Researchers led by Monique A. Martin-Parent, MN, BN, RN, from Athabasca University, Athabasca, Alberta, shared the experience of Martin-Parent’s father, a 76-year-old continuing care facility resident who became isolated, contracted COVID-19 and experienced significant physical and cognitive health deterioration during the pandemic, culminating in his death in 2021.

Researchers used the father’s story to offer the resident perspective in understanding COVID-19 restrictions in continuing care facilities — an umbrella term that the investigators said refers to a variety of long-term care settings, including assisted living, residential care, supportive living and nursing homes — during the pandemic.

Resident autonomy, they said, was severely neglected during the pandemic, subjecting residents to restrictions that negatively affected their physical, mental and emotional health. Canceling group activities and communal dining, forcing residents to quarantine in their rooms, and banning or severely limiting family caregiver visits in the name of decreasing infection risk and death came at the expense of residents, the authors said.

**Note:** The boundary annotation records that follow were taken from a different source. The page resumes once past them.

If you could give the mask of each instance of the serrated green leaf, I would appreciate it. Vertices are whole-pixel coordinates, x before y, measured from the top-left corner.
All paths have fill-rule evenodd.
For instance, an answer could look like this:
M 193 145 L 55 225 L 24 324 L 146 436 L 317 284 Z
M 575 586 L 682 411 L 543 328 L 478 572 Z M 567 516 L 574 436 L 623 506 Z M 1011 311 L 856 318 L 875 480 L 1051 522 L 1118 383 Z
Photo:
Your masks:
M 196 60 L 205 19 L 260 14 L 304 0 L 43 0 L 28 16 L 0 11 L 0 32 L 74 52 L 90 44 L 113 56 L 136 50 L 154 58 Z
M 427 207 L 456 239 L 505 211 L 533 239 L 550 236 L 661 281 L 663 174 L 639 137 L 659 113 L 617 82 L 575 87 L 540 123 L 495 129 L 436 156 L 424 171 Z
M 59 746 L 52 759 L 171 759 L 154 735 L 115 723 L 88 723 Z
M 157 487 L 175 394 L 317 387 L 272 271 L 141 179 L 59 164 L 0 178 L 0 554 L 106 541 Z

“Part of autonomy is the dignity to take risks, allowing an individual to engage in positive risk-taking with subsequent improvement in quality of life,” they wrote. “Positive risk-taking can lead to positive outcomes, such as supporting cognitive and functional abilities, independence, resilience and living a life that aligns with an individual’s goals and values, which, in turn, enhances quality of life.”

Government and healthcare organizations, the authors said, failed to support resident autonomy due to risk intolerance, resulting in “silencing resident voices, and infringing on residents’ rights and freedoms during the last phase of their life.” The authors said there needs to be greater recognition of resident autonomy as a basic need and right by government and healthcare organizations, as well as protocols to engage residents and enhance their autonomy.

Residents, they said, need and deserve a caring home environment that “will uphold their right for autonomy and dignity to experience the positive outcomes that result from risk-taking, despite governments’ and healthcare organizations’ narrow and limited view of risk as a negative construct that requires an abundance of caution.”

“Residents must be seen as essential stakeholders and be involved in all levels of policy making that directly impact their home and quality of life,” the authors concluded. “Policies should focus on maintaining equity over equality, meaning that they should target and address the unique health and wellness needs of individual residents rather than taking on a blanket approach, rule or restriction for all residents.”

In the future, they said, governments and healthcare organizations must focus on maintaining resident autonomy, dignity to take risks and quality of life throughout residents’ continuing care journey.